Fame updates itself in a new movie
Fame returns to the big screen with a re-imagining of the award-winning 1980 classic.
Updated: September 25, 2009 1:06 PM
Almost 30 years ago, a movie centred on a group of students and their studies at the New York High School of Performing Arts became a hit and received two Academy Awards, a spin-off TV series and a musical which has played in London’s West End since 1995.
Fame now gets a re-imagining on the big screen with an (almost) all new cast and music and dancing that reflects the talents of a new generation that is exposed to reality shows like American Idol and So You Think You Can Dance.
The only returning star of the original movie and TV series is Debbie Allen, who played Lydia Grant and has since been very influential in both TV and movies, most notably directing a number of TV series including the Cosby spin-off, A Different World and choreographing five consecutive Academy Awards shows.
In the new movie, she plays school principal Angela Simms.
Other notable stars in the new movie include Kelsey Grammer reuniting with his former Cheers wife Bebe Neuwirth and Megan Mullally (Will and Grace) as instructors.
Most of the young students are played by relative newcomers, as it was in the original movie.
Bruce Willis must investigate a murder in a futuristic society where human interaction has been replaced by idealized robots in Surrogates.
The year 2017 is a future in which humans live in near-total isolation, never leaving the safety and comfort of their homes, and only communicating with their fellow man through remotely-controlled robotic bodies that serve as “surrogates,” designed as better-looking versions of their human operators.
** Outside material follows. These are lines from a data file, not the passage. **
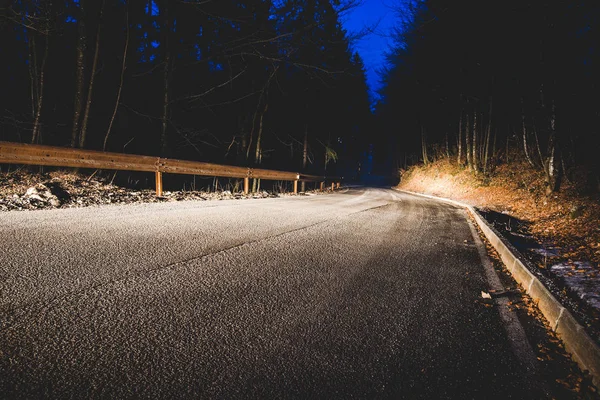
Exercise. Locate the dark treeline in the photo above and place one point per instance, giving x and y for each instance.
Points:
(486, 82)
(242, 82)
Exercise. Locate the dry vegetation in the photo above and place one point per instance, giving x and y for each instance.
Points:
(567, 219)
(24, 190)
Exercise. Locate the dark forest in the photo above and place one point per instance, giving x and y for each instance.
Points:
(247, 82)
(485, 83)
(278, 84)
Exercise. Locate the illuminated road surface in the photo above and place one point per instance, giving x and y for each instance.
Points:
(363, 293)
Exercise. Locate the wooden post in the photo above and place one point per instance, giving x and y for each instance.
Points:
(158, 183)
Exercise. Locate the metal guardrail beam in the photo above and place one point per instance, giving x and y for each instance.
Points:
(30, 154)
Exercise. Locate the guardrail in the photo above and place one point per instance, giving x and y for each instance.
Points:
(30, 154)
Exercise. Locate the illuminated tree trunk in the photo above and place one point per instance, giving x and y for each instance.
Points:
(552, 164)
(36, 134)
(166, 80)
(474, 157)
(459, 155)
(304, 156)
(258, 153)
(486, 153)
(524, 132)
(424, 146)
(468, 142)
(123, 67)
(88, 104)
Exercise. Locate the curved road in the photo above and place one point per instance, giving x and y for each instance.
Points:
(363, 293)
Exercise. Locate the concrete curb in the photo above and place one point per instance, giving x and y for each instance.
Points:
(577, 342)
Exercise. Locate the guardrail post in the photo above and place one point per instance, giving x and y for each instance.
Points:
(158, 183)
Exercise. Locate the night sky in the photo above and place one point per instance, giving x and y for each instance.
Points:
(372, 47)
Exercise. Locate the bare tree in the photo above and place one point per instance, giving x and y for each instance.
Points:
(123, 67)
(88, 104)
(80, 51)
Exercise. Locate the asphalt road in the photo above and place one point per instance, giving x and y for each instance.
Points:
(366, 293)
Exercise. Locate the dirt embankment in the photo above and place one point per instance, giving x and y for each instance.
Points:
(567, 219)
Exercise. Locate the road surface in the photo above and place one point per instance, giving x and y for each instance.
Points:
(359, 294)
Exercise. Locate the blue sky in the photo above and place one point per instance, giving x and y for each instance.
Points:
(373, 46)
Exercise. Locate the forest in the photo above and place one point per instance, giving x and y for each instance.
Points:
(484, 83)
(239, 82)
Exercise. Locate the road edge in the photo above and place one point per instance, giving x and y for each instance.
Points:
(584, 351)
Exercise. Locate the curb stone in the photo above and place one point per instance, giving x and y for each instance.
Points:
(583, 349)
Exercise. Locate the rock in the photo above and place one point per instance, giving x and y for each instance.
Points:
(576, 211)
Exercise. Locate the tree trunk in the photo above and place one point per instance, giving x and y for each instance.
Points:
(524, 131)
(304, 156)
(258, 153)
(123, 67)
(552, 164)
(79, 73)
(33, 73)
(88, 103)
(36, 135)
(166, 80)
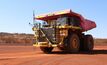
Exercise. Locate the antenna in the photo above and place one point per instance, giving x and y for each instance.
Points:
(33, 16)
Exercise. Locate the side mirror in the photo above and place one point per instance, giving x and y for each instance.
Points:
(30, 24)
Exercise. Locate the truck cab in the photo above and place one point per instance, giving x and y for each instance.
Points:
(63, 30)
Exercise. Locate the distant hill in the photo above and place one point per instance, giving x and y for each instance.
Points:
(27, 39)
(16, 38)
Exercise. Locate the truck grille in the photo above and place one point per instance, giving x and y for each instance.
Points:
(52, 34)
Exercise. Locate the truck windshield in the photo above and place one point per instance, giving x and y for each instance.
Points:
(62, 21)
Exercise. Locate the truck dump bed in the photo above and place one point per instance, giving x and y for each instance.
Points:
(84, 23)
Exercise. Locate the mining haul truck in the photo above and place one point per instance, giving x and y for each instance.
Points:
(65, 30)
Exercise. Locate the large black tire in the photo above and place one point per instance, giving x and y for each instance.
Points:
(88, 43)
(73, 43)
(46, 50)
(63, 46)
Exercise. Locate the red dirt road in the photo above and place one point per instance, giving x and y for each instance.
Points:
(27, 55)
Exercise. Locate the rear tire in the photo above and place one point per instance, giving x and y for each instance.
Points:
(73, 43)
(46, 50)
(88, 43)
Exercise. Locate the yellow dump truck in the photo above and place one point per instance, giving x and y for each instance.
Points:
(65, 30)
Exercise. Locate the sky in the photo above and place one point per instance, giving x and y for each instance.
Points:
(15, 15)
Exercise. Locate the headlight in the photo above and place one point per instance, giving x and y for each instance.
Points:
(63, 32)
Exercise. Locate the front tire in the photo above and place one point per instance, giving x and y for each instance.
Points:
(74, 43)
(46, 50)
(89, 43)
Because people are safe all the time and damage done to a surrogate is not even felt by its owner, it is a peaceful world free from fear, pain, and crime. The murder case Willis is investigating grows more complicated, however, when several humans are murdered because their surrogates are destroyed.
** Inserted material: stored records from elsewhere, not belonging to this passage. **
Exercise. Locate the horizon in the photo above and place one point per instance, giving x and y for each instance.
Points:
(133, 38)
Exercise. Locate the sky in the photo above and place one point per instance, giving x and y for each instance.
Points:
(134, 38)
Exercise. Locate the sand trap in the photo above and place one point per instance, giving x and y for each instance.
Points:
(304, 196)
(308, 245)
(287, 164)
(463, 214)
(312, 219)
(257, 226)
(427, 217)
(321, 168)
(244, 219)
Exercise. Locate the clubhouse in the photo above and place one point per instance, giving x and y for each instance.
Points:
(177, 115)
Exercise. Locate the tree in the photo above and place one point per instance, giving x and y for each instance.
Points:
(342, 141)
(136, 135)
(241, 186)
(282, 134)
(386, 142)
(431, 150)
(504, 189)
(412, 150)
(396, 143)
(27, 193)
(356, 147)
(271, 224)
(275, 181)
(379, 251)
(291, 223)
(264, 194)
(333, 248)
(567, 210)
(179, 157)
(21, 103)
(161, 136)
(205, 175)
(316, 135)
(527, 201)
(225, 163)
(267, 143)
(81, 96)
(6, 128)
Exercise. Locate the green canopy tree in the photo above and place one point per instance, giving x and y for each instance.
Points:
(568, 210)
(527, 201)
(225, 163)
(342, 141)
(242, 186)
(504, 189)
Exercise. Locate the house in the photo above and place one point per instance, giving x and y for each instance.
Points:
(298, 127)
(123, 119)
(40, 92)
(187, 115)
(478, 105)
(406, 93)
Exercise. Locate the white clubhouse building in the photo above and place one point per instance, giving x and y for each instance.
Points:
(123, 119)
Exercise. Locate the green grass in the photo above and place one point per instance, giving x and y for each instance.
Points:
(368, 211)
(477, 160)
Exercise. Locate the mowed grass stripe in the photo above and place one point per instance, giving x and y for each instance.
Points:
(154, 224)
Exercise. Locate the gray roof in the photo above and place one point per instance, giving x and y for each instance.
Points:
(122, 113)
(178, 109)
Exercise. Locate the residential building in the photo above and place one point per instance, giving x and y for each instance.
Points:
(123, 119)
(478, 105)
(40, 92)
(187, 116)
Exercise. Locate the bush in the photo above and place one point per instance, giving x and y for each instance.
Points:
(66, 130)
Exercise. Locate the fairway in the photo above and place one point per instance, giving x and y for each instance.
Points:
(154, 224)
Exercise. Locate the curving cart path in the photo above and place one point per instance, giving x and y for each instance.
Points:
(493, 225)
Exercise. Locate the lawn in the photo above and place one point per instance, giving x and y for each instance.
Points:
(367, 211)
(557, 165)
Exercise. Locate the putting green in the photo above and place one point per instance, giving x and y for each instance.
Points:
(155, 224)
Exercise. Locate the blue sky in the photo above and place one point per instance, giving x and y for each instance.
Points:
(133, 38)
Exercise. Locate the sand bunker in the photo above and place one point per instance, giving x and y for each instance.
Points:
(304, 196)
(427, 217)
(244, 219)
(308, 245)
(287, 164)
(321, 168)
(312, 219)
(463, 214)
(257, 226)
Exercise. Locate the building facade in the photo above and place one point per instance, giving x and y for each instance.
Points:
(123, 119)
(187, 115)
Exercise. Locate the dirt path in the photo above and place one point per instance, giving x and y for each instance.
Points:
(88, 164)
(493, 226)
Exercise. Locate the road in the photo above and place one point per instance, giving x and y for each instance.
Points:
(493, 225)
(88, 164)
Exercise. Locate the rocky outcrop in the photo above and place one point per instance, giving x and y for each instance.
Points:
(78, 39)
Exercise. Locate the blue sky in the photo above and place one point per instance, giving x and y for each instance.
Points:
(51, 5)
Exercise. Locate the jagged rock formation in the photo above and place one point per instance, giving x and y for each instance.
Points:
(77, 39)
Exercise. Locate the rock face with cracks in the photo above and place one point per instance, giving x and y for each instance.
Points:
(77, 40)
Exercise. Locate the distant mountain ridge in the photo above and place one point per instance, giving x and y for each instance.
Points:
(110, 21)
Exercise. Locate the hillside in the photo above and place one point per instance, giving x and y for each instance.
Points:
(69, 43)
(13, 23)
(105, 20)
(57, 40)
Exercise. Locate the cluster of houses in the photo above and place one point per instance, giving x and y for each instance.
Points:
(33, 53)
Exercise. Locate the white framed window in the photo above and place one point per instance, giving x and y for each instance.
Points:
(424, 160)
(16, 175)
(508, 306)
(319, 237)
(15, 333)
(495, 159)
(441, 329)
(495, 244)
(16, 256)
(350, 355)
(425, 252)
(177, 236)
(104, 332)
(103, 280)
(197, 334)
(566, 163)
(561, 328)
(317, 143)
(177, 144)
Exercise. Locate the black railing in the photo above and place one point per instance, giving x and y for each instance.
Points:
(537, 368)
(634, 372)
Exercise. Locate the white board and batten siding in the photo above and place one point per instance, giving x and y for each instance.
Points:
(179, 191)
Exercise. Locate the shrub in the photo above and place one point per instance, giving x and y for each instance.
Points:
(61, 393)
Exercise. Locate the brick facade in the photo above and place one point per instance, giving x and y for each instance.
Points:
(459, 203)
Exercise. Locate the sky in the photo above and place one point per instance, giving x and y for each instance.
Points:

Ricky, Julian and Bubbles are back on the big screen in Trailer Park Boys 2: Countdown to Liquor Day.
They are about to get out of jail and Julian vows to go straight, even open a legit business. But when they arrive back at the park, they find it’s not the same old place as the park supervisor, Jim Lahey, is now sober and has big plans for the trailer park.
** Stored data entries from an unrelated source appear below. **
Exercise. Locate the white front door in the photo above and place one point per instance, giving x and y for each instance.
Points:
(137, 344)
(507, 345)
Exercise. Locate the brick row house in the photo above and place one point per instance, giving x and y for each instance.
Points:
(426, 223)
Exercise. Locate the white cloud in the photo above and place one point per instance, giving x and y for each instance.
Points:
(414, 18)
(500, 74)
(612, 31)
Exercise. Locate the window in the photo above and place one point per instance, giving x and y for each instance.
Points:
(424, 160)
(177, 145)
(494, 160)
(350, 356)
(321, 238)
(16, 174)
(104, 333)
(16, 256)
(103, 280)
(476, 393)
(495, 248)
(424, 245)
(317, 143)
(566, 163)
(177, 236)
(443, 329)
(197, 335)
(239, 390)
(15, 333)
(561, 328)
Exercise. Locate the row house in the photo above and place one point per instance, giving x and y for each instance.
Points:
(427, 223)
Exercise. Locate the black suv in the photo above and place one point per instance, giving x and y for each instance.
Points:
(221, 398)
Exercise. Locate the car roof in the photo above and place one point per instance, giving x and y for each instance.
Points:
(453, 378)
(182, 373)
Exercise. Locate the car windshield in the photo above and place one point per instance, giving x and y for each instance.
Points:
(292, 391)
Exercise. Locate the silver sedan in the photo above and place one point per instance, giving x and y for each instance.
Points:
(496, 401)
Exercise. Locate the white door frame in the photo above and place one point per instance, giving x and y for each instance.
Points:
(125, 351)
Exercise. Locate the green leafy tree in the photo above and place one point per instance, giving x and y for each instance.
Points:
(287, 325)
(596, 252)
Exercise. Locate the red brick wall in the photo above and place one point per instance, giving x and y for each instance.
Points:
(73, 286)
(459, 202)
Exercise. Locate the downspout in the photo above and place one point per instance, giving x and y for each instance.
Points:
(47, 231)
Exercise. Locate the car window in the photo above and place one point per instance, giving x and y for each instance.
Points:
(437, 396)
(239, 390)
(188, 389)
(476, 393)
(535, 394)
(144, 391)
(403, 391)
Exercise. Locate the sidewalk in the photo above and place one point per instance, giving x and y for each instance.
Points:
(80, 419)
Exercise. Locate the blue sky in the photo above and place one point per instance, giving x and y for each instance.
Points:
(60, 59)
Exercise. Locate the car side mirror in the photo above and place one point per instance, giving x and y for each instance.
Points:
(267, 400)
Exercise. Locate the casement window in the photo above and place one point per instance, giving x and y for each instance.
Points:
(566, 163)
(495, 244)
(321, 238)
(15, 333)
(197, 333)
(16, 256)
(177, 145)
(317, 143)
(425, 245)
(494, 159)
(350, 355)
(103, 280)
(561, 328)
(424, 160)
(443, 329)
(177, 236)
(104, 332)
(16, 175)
However, Julian has other ideas and not only does he destroy the park improvements (as well as Jim’s sobriety) but his own business fails and the boys must return to what they know best—breaking the law.
The Paramount Theatre is giving you another chance to see probably the most highly acclaimed movie of the year—The Hurt Locker. It is a riveting, suspenseful portrait of the technicians whose job is to diffuse improvised explosive devices in Iraq.
And finally, the Capitol Theatre is giving you another chance to see one of the most acclaimed romantic comedies in recent memory. (500) Days of Summer is an offbeat story of a young man’s courting of a young woman over one-and-a-half years. It shows next Thursday at 7 p.m. as part of the West Kelowna Film Festival.
Rick Davis is the manager of the Capitol Theatre in West Kelowna.